Banque Libano-Francaise is using a UHF EPC Gen 2 solution from ASAP Systems to manage inventory at all of its branches.
By Claire Swedberg
Oct 02, 2012Banque Libano-Française (BLF) is one of three major Middle Eastern financial institutions that is tracking assets via Passport Asset, an RFID-based solution provided by California-based inventory-, asset- and item-tracking technology firm ASAP Systems. The bank operates 50 branches throughout Lebanon, and is tracking 50,000 items, including furniture, IT equipment, phones, bank equipment and cars. Thanks to Passport Asset, BLF reports, the company is reducing labor costs and gaining greater visibility by ensuring that a physical inventory count can be quickly performed at any and all branches, without disturbing staff members or customers.

Due to the company's sheer size, as well as the geographic area in which its branches are located, BLF has found tracking its asset inventory to be challenging.

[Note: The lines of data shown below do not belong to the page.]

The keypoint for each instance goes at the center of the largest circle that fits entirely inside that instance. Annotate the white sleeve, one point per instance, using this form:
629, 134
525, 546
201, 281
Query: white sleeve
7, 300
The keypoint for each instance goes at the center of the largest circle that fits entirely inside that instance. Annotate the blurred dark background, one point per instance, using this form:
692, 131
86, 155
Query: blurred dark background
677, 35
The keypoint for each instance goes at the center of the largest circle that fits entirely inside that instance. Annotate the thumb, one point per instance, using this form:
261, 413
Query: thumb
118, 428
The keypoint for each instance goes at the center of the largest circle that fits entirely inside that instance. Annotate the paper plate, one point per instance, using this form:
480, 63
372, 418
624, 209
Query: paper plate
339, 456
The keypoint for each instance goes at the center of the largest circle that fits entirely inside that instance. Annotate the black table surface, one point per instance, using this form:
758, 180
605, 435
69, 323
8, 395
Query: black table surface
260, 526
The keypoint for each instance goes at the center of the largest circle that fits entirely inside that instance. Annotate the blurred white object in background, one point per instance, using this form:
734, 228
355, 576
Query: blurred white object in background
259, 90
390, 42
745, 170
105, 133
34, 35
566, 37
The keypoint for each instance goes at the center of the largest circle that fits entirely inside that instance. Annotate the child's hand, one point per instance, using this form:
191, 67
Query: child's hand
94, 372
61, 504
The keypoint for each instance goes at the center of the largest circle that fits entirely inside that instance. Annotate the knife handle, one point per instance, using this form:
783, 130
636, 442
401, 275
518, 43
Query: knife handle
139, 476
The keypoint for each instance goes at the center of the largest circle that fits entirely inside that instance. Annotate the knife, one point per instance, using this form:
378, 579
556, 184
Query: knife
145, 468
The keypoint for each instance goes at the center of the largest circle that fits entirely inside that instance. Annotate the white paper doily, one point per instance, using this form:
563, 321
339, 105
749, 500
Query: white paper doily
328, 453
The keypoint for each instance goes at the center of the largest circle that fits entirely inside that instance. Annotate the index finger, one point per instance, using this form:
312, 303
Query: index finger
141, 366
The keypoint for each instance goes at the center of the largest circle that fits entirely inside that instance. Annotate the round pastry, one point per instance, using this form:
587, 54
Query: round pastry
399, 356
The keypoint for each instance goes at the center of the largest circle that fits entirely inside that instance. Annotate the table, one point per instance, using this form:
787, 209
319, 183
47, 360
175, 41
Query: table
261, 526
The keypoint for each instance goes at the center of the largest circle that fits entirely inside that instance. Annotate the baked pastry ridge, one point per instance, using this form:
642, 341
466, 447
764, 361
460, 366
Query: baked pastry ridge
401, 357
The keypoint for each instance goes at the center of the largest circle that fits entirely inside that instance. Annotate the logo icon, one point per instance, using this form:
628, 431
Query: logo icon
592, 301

To conduct such an inventory count, employees at each branch have had to locate every item's printed serial number, manually check off that item on a printed list, and then send the results to a central office. But the process was time-consuming and prone to errors, the company notes. In addition, there was also the risk of workers injuring themselves as they moved heavy furniture or electronics in order to read serial numbers.

ASAP Systems' Elie Touma
In 2010, the bank installed a solution that allowed staff members to scan a bar-coded label on each item, rather than record serial numbers by hand. However, the process demanded that workers first pinpoint each bar code, often by pulling a piece of furniture or electronic equipment away from a wall. "We noticed that with bar codes, we couldn't perform inventories in a timely manner," says Gabriel Rizk, BLF's head of general services,

The bank sought a method for its staff to conduct inventory counts more easily, and for the company to be able to view a report in real time in the event of a discrepancy, such as an item found to be missing.

The biggest challenge BLF faced in identifying a suitable solution, Rizk says, was finding a system that would "perform a fast and precise physical inventory." The solution needed to allow the asset-management team to perform an inventory within a single day, he notes, without disturbing the bank's staff or customers.